Some people will tell you the most important thing in a business is profit. Others will say, of small businesses in particular the most important thing is cash flow. If you are part of the remainder of people who will stand there and wonder what the difference is and if it even matters this is the right place for you to be. There is so much we have to understand in business and throwing this profit versus cash flow on top makes it all the more a daunting task. So, what’s what?


Profit is where we will start. It is a measure of the residual value realised after completing a transaction. In simpler English, it is the difference between the revenue realised from providing a product and the cost of providing the product. Simple. However, there are things we have to consider in this definition. Profit does not just include product costs but additional costs associated with making the product available. If you sold eggs for example the cost of packaging and transportation of the eggs also goes into the cost. Profit is the measure of how well a business is performing in terms of increasing the wealth of the owners of the business.

Cash flow

Cash flow on the other hand is a measure of how much money flows through the business. We are analysing how much and how fast money is coming into and out of the business. To explain this in simple terms let us imagine a bucket with a hole in it. If money were water, the water we put in the bucket would be cash coming into the business while the water that leaks out of the hole is money flowing out of the business.
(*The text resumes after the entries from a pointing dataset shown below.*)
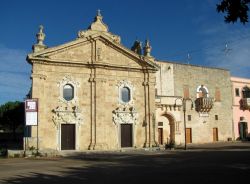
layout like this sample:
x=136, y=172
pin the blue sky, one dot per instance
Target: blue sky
x=175, y=29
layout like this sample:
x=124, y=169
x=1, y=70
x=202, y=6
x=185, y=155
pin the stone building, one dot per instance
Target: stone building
x=241, y=107
x=203, y=93
x=94, y=93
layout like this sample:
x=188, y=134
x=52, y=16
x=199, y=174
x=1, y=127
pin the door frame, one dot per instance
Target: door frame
x=187, y=136
x=215, y=139
x=59, y=145
x=132, y=137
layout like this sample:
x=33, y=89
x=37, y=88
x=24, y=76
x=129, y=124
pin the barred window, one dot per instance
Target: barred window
x=68, y=92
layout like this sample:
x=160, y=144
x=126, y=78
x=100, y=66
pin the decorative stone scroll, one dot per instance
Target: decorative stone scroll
x=66, y=115
x=68, y=80
x=128, y=84
x=125, y=116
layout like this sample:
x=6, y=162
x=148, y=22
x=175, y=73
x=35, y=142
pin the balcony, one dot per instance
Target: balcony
x=245, y=103
x=203, y=104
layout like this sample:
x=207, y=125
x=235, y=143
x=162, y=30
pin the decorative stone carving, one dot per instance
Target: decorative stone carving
x=128, y=84
x=97, y=27
x=125, y=115
x=68, y=80
x=40, y=38
x=64, y=114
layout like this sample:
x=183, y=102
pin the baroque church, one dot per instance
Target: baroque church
x=96, y=94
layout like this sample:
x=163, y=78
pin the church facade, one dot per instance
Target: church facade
x=96, y=94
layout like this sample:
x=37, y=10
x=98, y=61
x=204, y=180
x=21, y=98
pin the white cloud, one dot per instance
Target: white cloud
x=228, y=48
x=14, y=74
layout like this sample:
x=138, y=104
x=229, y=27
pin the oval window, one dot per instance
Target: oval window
x=68, y=92
x=125, y=94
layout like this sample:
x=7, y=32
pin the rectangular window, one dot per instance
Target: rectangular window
x=160, y=123
x=216, y=117
x=237, y=92
x=217, y=95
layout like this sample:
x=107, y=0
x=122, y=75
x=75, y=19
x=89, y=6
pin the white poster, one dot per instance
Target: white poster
x=31, y=118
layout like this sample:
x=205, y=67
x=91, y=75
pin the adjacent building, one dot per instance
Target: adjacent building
x=241, y=107
x=96, y=94
x=204, y=94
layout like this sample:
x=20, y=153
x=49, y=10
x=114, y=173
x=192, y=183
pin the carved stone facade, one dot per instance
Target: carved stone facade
x=93, y=93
The outflows representing payments that need to make. If you can put water in the bucket faster than it leaks out, you will have a build-up of water. If you cannot add water as fast as it leaks out you will run dry. You will cease to make payments which will obviously upset your creditors at best and stop them from doing business with you at worst.


With the two definitions, I hope we can see the points where profit and cash flow are similar. Both are an indicator of how well the business is doing. Profit is a measure of value addition to business owners while cash flow is a measure of financial control by the business. They are also similar in their effect if they are prolonged for negative spells. Continuous negative profit (losses) will lead to the collapse of the business due to erosion of investment while continuous negative cash flow will result in the insolvency of the business. The two are connected, of course, if you are operating at a loss you are effectively dishing out more money than you are bringing in.
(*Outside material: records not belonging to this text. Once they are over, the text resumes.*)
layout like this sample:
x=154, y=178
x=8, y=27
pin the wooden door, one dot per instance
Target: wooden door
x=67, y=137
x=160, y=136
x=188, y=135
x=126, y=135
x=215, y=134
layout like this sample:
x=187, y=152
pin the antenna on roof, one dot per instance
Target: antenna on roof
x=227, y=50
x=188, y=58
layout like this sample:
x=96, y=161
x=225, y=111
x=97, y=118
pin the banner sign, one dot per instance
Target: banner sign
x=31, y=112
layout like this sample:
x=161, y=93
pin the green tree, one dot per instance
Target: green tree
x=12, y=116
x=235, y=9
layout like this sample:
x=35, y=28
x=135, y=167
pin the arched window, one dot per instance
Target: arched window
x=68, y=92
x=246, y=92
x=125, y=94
Through the definitions, we should also be able to see some differences between the two. Firstly you should’ve noticed that the effects of negative cash flow are likely to be felt immediately while operating in losses will not show up immediately. It may take some time before they impact the business. The other thing you would’ve probably noticed is that it is possible for a business to make a profit but have poor cash flow. Perhaps money is going out faster than it is coming in. Equally so a business can have good cash flow but be operating in losses.
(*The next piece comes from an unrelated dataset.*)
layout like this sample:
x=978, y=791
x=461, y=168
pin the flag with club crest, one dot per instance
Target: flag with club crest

What they mean for your business

Ultimately we should understand that both are necessary for long term business success. It is understandable if your business struggles with either or both of these in the short term. Some things can shock your cash flow. For example, if you have to increase your stock inventory but will have to wait to sell off the increased inventory to make the cashback. Negative positions in both are not immediate indicators of a business in trouble but they need to be monitored closely to make sure they do not prolong.